Laughing inside, “Why is that Jane?” I asked.
With a pontificating look, she said, “I heard you need two years to recover for every one year you were married.”
Okay, let’s do the math. I was married fourteen years, times that by two and the grand total is twenty-eight. Therefore, Jane wanted me to wait twenty-eight years until I could date again. That would put me somewhere in my early sixties. I said, “Jane, what about you?” (I knew she was married for twenty-five years and had to be close to fifty) “So that almost puts you into triple digits before you’re ready.”
Jane, being Jane, responded, “Oh, no, I’m talking about you, not me.” Jim and I looked at each other and smiled.
Remember Kay—the bullet woman? She went on to say that, she would never trust another man. I realized she would continue to clutch onto her anger. I stated, “I’m not that mad anymore but I am still very emotional.” My anger had turned into sorrow. I told them I used to force myself into seclusion and could not envision re-marrying.
Kay’s response: “Why not? Mike, you can always get another divorce.”
I told her I had not thought of a marriage as disposable, like a piece of trash. That got a few laughs, but not from Kay.
It was obvious Kay couldn’t be reached. And I no longer felt the need to try. Some people cannot be reached. I strongly recommend attending a divorce class. If you decide to go, don’t be alarmed at what some people say or do. Divorce can do weird things to peoples’ minds. Go to learn, cope, heal, understand and ultimately find closure.
We all said our goodbyes and I thanked Jim for helping me in so many ways. He invited me to the next class (Divorce Class—Part Two). Actually, we were all invited to the end of that class where we could talk to the graduates of Part Two. I sat down and realized I was not going to attend this class. I looked at those people and thought, “I don’t need to hear any more rhetoric in order to recover.” Perhaps it is best for some Catholics to attend repeatedly, until they figure it out.
What did I learn?
One: My failed marriage was at least half my fault and I had to accept that.
Two: Women look at marriage and divorce differently than men.
Three: I was going to make it! I was going to be okay. And, I felt a lot better about myself.
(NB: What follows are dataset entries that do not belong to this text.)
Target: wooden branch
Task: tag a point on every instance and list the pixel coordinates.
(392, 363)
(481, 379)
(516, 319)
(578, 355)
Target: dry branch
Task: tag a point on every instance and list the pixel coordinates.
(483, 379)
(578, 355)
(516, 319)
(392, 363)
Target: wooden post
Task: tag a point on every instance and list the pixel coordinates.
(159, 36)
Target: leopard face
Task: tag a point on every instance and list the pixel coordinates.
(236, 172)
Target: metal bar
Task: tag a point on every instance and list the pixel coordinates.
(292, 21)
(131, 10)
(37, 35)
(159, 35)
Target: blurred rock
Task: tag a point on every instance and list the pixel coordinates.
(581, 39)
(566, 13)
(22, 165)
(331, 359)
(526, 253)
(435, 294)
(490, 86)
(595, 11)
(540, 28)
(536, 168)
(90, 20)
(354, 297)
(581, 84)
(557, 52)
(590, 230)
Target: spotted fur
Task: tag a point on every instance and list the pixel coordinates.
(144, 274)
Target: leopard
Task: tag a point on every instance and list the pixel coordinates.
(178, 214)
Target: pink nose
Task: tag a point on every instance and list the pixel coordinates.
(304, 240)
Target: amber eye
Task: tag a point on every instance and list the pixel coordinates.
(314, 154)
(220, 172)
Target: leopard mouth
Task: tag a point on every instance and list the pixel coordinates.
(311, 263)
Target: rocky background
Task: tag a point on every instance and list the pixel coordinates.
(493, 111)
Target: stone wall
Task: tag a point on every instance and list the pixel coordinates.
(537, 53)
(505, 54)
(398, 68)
Driving home that night I experienced many emotions. What do I do now? Do I start dating? How do I approach myself as a re-singled man? I almost forgot we were supposed to call ourselves re-singled, not divorced. I thought that was silly then, but now it makes more sense.
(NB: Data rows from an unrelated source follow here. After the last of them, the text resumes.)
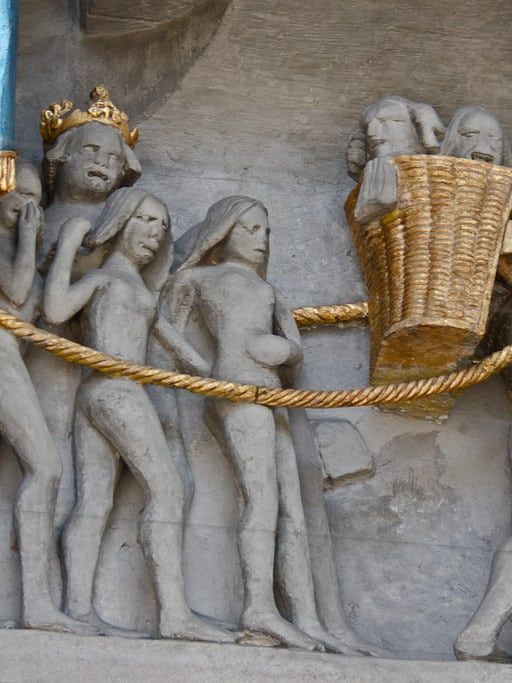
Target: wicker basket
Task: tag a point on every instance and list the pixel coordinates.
(430, 266)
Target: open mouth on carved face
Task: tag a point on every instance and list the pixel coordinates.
(481, 156)
(96, 173)
(375, 143)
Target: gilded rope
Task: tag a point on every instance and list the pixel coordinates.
(294, 398)
(330, 315)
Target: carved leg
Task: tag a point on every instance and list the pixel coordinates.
(325, 580)
(247, 434)
(478, 639)
(56, 383)
(97, 470)
(126, 417)
(23, 425)
(294, 573)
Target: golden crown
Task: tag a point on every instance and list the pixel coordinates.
(60, 117)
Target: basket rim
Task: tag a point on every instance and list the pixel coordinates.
(440, 157)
It was almost a new year, 1998. I was listening to the radio and the song, “In the Air Tonight,” came on. I remembered how I felt when I first heard that song in 1981 and was moving out of my parents’ house into an apartment with Connie. I felt like it was a new beginning and a new me. I remember hearing an interview with Phil Collins, and he was commenting on how he wrote that song after he went through a divorce. The irony was remarkable and I really did feel like I was “Waiting for that moment for all of my life.”